Segundo a IAWPC, os métodos alegados incluem “envenenamento com estricnina, seja por injeção direta no cão ou pela colocação da substância na comida”.
O grupo de defesa também alega que homens armados, que patrulham as ruas à procura dos animais, utilizam rifles e pistolas para matar cães.
“Os cães são deixados para sangrar até a morte, muitas vezes se debatendo e gritando de dor”, afirmou uma petição.

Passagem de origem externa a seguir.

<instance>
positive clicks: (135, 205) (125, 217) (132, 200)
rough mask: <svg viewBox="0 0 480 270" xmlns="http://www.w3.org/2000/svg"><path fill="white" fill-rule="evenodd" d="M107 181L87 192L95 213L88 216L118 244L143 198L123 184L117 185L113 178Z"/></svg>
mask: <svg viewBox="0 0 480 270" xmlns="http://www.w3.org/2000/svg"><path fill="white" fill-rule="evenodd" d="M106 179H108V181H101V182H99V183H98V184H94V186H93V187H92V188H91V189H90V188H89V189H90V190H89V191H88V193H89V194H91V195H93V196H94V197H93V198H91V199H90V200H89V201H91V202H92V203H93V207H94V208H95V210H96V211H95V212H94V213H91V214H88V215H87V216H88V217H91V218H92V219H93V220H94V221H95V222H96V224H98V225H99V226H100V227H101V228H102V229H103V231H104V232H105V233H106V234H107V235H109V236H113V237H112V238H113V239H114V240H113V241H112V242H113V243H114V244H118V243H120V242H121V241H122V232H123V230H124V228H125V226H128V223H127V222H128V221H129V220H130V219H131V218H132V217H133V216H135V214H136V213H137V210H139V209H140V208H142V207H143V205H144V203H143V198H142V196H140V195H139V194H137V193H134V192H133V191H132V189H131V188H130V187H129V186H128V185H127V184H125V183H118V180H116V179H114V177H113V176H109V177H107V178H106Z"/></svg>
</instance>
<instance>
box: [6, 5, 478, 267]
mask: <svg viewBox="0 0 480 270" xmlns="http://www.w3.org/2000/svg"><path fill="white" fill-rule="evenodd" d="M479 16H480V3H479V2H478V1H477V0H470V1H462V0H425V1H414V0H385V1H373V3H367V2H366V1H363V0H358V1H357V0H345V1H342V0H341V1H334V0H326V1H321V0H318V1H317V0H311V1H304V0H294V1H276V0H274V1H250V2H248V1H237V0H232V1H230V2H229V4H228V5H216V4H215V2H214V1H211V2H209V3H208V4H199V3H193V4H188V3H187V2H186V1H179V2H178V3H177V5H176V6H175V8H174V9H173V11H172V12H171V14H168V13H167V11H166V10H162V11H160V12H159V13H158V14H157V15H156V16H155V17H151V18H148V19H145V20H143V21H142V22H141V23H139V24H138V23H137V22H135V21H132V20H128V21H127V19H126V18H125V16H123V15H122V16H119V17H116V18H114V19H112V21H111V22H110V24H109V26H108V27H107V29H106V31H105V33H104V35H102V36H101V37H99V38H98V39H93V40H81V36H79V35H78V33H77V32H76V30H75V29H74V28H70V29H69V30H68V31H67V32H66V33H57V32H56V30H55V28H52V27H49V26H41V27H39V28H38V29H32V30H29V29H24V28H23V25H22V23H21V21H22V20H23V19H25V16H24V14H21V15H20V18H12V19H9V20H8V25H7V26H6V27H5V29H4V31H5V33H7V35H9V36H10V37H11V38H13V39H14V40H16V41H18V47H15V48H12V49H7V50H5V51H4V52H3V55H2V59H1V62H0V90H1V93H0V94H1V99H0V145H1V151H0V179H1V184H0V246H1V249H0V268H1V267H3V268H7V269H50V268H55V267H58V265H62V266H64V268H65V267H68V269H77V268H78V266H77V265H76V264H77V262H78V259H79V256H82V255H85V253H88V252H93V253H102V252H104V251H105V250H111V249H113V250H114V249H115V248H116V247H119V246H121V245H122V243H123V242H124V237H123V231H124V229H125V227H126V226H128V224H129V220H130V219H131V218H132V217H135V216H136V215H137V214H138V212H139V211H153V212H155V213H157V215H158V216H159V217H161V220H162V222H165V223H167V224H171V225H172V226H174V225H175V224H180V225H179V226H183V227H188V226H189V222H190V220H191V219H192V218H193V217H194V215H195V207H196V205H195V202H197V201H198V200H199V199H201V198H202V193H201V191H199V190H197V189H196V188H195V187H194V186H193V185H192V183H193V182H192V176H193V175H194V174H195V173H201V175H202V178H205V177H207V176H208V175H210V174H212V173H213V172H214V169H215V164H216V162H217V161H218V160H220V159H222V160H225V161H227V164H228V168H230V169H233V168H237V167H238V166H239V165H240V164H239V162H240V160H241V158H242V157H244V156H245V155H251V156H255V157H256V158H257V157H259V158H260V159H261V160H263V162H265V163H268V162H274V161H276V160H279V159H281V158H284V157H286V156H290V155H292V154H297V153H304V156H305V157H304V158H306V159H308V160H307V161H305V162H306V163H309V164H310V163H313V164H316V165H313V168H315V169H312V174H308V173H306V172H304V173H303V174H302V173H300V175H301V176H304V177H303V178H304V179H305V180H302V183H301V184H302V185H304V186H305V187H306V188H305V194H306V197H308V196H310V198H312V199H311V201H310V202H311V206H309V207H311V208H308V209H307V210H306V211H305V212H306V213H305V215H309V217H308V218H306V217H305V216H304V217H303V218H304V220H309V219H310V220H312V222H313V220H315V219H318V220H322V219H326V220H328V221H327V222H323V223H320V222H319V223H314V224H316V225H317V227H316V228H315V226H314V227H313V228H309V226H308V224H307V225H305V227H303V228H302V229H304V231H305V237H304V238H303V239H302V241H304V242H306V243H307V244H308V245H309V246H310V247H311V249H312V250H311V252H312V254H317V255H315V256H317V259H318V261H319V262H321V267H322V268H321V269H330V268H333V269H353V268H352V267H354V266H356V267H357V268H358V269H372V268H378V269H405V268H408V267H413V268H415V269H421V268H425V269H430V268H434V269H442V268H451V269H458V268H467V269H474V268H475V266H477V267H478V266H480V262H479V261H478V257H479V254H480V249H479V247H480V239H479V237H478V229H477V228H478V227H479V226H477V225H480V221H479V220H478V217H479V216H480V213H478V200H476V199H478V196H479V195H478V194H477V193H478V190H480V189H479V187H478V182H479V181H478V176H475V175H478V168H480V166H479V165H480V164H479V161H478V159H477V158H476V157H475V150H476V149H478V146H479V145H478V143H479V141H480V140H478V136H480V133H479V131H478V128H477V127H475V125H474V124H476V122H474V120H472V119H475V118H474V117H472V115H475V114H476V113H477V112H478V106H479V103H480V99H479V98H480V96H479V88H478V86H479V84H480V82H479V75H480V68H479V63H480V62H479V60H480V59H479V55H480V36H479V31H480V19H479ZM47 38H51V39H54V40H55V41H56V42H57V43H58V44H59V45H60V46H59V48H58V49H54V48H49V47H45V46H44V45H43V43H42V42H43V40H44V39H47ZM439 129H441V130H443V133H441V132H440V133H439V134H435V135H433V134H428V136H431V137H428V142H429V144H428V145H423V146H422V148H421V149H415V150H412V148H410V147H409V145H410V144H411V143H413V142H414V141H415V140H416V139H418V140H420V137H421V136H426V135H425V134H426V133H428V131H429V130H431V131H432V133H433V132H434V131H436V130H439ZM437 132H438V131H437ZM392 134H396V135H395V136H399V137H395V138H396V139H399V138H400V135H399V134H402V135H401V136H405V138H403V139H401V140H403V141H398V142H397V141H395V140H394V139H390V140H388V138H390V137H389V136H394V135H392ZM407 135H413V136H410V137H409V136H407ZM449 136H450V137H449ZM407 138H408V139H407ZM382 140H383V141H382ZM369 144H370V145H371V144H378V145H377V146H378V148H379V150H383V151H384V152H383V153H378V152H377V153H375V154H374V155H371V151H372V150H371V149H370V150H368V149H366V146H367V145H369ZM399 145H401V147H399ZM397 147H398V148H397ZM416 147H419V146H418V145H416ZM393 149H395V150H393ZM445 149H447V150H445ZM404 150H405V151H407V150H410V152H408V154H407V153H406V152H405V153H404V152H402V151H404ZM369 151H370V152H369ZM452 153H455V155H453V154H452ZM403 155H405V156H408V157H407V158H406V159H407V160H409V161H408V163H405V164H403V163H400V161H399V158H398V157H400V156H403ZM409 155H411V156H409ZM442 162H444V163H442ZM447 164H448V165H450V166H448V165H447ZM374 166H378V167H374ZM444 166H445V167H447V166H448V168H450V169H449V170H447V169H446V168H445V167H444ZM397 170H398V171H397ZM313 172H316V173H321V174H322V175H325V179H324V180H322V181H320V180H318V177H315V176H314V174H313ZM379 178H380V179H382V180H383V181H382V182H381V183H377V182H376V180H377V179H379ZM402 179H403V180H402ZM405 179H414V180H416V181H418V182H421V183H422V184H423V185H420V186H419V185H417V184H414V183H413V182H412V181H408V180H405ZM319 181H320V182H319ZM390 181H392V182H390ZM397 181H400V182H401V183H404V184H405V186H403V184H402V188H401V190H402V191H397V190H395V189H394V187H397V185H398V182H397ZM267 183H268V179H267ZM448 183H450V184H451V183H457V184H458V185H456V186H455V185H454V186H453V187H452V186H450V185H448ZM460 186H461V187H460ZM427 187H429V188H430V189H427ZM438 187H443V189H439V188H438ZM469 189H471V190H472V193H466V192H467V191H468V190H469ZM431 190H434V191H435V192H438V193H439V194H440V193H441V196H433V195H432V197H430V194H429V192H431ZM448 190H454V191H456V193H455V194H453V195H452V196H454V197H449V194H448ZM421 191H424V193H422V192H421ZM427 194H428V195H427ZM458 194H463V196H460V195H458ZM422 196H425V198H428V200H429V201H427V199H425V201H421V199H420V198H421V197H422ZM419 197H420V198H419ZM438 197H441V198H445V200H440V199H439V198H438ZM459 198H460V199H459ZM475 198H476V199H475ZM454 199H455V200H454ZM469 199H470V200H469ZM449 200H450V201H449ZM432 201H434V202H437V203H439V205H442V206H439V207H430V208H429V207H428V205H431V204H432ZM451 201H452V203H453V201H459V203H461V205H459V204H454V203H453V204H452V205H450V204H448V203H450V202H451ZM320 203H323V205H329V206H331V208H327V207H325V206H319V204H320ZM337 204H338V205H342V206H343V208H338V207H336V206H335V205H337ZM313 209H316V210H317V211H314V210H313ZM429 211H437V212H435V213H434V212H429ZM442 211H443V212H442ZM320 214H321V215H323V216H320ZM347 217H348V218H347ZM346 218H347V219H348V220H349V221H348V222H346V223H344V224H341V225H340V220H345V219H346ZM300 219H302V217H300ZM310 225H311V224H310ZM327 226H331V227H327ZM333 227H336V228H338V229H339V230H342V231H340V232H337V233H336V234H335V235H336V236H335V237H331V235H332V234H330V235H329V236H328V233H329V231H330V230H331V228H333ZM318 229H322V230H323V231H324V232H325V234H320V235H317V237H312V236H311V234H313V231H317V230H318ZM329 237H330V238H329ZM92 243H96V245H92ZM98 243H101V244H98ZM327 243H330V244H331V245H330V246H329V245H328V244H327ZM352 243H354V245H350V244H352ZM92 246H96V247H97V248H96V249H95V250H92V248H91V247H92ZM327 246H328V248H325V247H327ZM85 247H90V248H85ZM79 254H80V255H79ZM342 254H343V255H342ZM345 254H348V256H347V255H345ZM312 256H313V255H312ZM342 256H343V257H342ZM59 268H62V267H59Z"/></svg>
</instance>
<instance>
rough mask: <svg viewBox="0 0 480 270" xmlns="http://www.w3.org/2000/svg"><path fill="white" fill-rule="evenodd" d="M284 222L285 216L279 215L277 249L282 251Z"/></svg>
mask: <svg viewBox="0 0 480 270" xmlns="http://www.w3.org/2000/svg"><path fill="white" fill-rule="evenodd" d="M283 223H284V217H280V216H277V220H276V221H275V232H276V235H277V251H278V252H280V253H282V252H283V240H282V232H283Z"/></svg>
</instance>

“Seus corpos muitas vezes são deixados a apodrecer onde caem. Os cães também são caçados e capturados com dispositivos de aperto medievais e atirados para a traseira de caminhões com outros cães aterrorizados.”
“Esses cães são levados para serem mortos em ‘dispensários falsos’. Eles são queimados em incineradores ou levados e descartados em valas comuns. Nem todos os cães estão mortos quando são descartados.”